Colonia del Sacramento, Uruguay
Like most Porteños, we fled the city for the holiday. Real Porteños go to the beach, which is about a five hour drive. We just took a one hour boat ride across the Rio de la Plata to the beautiful town of Colonia de Sacramento, Uruguay. It was a lovely place to spend a day.
To to get here we took the modern and fast Buquebus ferry. Comfy seats, wifi, and television made the trip painless. Upon arrival we were greeted by our guide Fabian and our driver Julio. Yes, we’ve had two drivers, both named Julio. Immediately we took a tour of this small town of 25,000 people. Colonia was originally settled by the Portuguese and was the site of many battles between the Portuguese and Spanish. Even the English gave it a shot.
Today, the city is a UNESCO Heritage Site, which means the buildings and structures are preserved. Fabian showed us how you could tell the difference between streets made by the Portuguese and those made by the Spanish (Spanish road drain on the sides, Portuguese down the center). We visited the old bullring that has not been used since the Uruguayans outlawed bull fighting in the early 1900s.

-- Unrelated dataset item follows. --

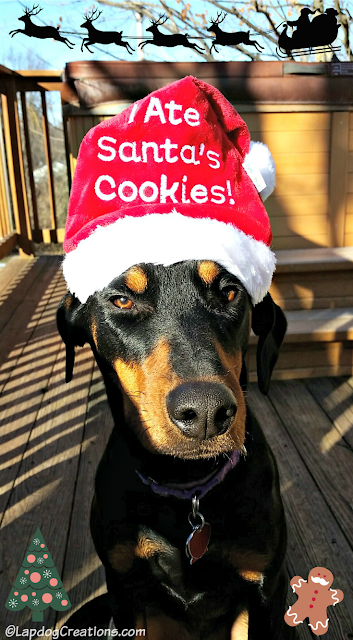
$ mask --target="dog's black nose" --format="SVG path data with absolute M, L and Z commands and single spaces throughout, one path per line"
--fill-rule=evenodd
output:
M 223 384 L 190 382 L 170 391 L 167 409 L 184 435 L 207 440 L 227 431 L 237 405 L 232 391 Z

After Fabian finished our tour, we set out to explore on our own. There wasn’t much more to see but we stumbled upon Los Farolitos, the little sandwich shack on the main road. Los Farolitos is known for its chivito, a huge sandwich with a thin slice of beef, ham, cheese, fried egg, bacon, and a bunch of other things that make it yummy.
We enjoyed watching the town’s people prepare for Christmas while eating our chivito and sharing a beer.

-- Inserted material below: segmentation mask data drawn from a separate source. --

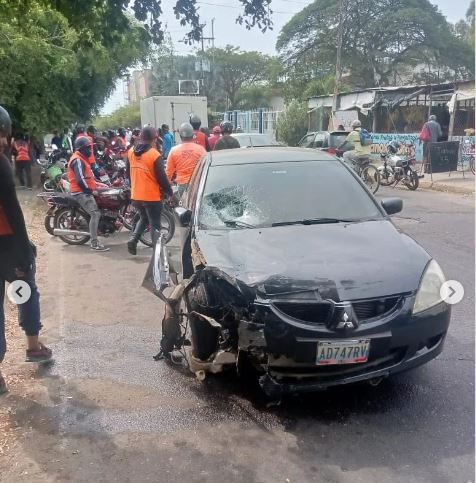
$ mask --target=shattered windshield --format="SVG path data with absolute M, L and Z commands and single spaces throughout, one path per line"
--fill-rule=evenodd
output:
M 358 181 L 336 161 L 212 166 L 199 210 L 204 229 L 381 217 Z

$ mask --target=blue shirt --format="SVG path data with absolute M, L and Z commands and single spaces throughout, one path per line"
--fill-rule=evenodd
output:
M 172 136 L 172 134 L 170 134 L 169 132 L 164 134 L 163 135 L 163 138 L 164 140 L 164 157 L 167 157 L 170 153 L 170 150 L 172 149 L 173 145 L 175 144 L 174 142 L 174 137 Z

It’s really warm here, like a summer day in Arizona. So, after our lunch we took to our air conditioned room at the Hotel Plaza Mayor. The hotel is right off the main square and has a beautiful garden courtyard. Steve went out on his own for a haircut and a run while I read and napped. We needed to save up a bit for the big Christmas Eve festivities.
Tonight we had dinner at Pulperia de los Faroles, which sits on the main square in Colonia. All of the tables were set up outside, lit with candlelight. We shared dinner with locals and tourists, enjoying the Uruguayan wine tannat. It was yummy. The festivities peaked at midnight with fireworks and champagne. In fact the fireworks went on throughout the neighborhoods for several hours.
We’ve seen a lot of stray dogs. They are fat and happy, as they are known as community dogs, and people take care of them. The numerous dogs roaming throughout the dinner area were sure satisfied. I tried to give a potato to one and he wasn’t interested. When our Argentine friend at the next table offered chicken, the dog scarfed it down.
Back to Buenos Aires for more city exploration tomorrow.
Merry Christmas to our friends and family!